Nazoo is led by mercurial DJ and guitarist Jota Nazoo, synth programmer NAR, and percussionist Davie Blue. Their early works are impossible to pin down, spanning genres from uptempo breakbeat to hardcore and spacy, almost psychedelic electronic music. Somehow, in some weird Venn diagram between NIN-like industrial noise/rock and New Age, Nazoo–though little known–finds a way to exist.
What’s impressive about their sole release is just how much it harkens back to an earlier age in “dance music.” I don’t know about you, but on songs like “Forces Of The Unknown – Tinglings – Iniclings” and “Growth – Out Of Control – Realization,” I’m taken back to the experimental spirit of groups like early Tangerine Dream, White Noise, or Joseph Byrd’s The United States of America–bands that embraced an embryonic approach to “inhuman” sounds when the musical landscape was barren of ideas for harnessing electronic instruments and electronically created music.

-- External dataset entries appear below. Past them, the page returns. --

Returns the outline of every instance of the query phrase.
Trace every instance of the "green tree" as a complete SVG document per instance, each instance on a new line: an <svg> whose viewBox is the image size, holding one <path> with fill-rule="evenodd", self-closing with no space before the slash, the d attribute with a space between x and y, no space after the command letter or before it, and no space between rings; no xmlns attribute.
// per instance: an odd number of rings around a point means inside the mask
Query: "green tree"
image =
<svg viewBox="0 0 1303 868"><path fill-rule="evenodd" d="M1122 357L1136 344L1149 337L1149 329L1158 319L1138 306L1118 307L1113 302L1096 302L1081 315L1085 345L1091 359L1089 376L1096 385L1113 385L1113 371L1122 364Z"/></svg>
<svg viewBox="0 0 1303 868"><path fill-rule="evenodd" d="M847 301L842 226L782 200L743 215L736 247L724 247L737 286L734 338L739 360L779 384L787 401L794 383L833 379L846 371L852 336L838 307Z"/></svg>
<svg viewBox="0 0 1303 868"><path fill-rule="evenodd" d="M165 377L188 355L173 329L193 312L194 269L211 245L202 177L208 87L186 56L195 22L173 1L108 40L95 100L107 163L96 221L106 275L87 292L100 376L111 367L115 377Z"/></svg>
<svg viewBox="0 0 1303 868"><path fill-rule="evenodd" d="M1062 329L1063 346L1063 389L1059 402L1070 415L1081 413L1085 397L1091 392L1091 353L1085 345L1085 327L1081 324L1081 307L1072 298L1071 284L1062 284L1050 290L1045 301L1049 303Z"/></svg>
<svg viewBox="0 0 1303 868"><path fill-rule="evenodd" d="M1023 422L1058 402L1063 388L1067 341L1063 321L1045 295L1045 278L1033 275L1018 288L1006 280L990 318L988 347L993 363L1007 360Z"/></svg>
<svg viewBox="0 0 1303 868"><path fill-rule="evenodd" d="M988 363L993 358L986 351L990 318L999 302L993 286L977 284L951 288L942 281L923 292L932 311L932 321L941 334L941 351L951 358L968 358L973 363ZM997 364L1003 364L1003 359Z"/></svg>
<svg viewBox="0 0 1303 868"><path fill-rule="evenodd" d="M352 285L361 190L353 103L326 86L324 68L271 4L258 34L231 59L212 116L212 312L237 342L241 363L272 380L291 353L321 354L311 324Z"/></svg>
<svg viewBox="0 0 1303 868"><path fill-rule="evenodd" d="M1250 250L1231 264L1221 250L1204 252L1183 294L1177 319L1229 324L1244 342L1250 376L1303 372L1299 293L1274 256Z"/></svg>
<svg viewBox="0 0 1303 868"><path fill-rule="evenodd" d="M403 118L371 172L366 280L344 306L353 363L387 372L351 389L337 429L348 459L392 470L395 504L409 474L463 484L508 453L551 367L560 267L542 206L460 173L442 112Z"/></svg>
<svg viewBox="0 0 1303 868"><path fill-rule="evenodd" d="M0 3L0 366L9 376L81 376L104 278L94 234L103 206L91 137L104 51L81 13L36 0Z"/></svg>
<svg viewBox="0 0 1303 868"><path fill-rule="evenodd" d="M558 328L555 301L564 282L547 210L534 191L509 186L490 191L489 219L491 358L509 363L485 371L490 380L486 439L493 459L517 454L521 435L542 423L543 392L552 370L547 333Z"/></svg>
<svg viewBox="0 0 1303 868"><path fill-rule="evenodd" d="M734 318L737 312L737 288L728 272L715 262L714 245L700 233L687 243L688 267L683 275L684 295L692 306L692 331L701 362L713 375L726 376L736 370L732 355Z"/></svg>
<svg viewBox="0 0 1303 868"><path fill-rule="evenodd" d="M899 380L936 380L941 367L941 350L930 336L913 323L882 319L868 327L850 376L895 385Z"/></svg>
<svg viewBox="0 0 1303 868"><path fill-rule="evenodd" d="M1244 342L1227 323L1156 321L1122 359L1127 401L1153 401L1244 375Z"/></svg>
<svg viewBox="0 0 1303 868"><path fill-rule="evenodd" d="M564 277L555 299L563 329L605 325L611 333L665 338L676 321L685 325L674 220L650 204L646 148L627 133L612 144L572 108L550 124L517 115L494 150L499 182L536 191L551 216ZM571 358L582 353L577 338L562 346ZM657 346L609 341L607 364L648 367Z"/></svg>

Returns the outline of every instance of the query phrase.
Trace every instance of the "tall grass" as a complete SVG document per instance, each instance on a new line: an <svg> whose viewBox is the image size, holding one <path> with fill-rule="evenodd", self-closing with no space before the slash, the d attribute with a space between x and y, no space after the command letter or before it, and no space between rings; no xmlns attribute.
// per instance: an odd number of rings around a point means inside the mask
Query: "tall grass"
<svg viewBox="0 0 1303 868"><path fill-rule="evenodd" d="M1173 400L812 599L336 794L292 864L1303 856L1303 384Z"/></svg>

When you hear the first strain of a Roland drum machine kick in on the opening track, you sense that the spirit of exploration has been contemporized with new approaches and technology available to modern music makers. It’s a wonderful thing. It shows that no one needs to abandon their wiggier, more esoteric impulses because of the demands of a four-on-the-floor groove. History has enlightened us to what is possible, yet there are still releases (much like this one) that delve deeper into the little niches others leave behind.
In the year of our lord, 1994, one can’t help but feel that such music must have sounded out of leftfield–even if it’s merely an evolution of something else. As I hear the meditative synth washes of “Energy Coil And Time Space Slip” morph into something new, I hear them lying prone at the Church of the KLF summoning their courage. In the end, humans have to channel the controls of the ghosts in the machines to bring ideas like these back to life.
Once again, in an age where everything seems to have a backstory, it’s wonderfully refreshing to live with and encounter little mysteries that unravel in their own way, spinning their revelations in your mind. Listening with a pair of headphones (or through two speakers) is a great way to discover such revelation.